This article and other news can be found in the latest issue of our newsletter which can be downloaded/viewed here: August 2018.
In 2014 the Hayflick lab started a project with the University of Washington to sequence DNA for our patients who did not yet have a genetic diagnosis. These 54 subjects had symptoms similar to those of NBIA but they did not have variants in any of the known NBIA genes. These samples were tested at the University of Washington using Whole Exome Sequencing (WES). The team at UW sent us back all the genetic variants they had found. These included genetic changes that were benign (not disease causing), changes that were pathogenic (disease causing), and changes with unknown effects.

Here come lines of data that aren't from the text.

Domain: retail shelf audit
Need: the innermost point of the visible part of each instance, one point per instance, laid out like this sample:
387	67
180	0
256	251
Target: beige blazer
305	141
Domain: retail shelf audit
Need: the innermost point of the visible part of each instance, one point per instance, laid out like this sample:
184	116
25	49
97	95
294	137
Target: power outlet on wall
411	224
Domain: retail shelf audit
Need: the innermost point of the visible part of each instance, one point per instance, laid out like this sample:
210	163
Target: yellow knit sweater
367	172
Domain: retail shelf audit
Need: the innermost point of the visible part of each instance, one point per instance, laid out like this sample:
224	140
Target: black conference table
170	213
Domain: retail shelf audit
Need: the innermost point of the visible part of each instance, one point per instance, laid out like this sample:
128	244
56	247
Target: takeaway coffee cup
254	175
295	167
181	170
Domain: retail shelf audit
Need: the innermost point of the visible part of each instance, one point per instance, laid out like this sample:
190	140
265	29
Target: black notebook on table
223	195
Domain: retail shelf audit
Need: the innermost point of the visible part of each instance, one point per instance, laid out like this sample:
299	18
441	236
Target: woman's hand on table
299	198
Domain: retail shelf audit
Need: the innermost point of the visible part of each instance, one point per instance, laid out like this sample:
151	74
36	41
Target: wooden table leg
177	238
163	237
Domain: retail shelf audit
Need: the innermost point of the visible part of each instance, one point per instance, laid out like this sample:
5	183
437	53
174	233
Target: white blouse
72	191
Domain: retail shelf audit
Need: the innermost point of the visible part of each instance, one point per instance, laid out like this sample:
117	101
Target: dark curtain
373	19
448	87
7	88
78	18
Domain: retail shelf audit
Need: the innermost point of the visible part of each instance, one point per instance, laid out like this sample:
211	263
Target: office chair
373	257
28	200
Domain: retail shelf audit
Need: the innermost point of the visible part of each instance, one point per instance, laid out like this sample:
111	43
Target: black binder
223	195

Dr. Caleb Rogers started his search narrow, and looked for any variants in known NBIA genes. He then progressively broadened his scope, including genes that are associated with ataxia, dystonia and other neurological diseases. For patients who still did not have a diagnosis, he looked at genes that were known to have a strong, negative impact on the body if they are not functioning correctly. Once a potential variant is found in a gene, lab scientists like Dr. Suh Young Jeong look at the function of that gene to see if it is related to iron accumulation, CoA, autophagy, or anything else we have seen in NBIA. Dr. Hayflick and Dr. Hogarth also weigh in, and determine whether losing function in this gene would match the symptoms of the patient. If all this lines up, then a tentative diagnosis is given to the patient, and the search to find more patients with this diagnosis begins. A great example of this project in action is Mike Cohn’s road to a diagnosis of MEPAN, which you can read about here: http://nbiacure.org/decades-long-search-for-diagnosis-finally-reaches-conclusion
Even with our team searching through WES data with a fine-toothed comb, 63% of the families still have not received a diagnosis. This is the case for many reasons, such as sequencing mistakes, variants that are not in the part of the DNA that WES sequences, and the fact that we do not yet know what all of the genes in our DNA do. However, the search continues. Each time we learn about a new gene, we go through our data again, searching for another diagnosis.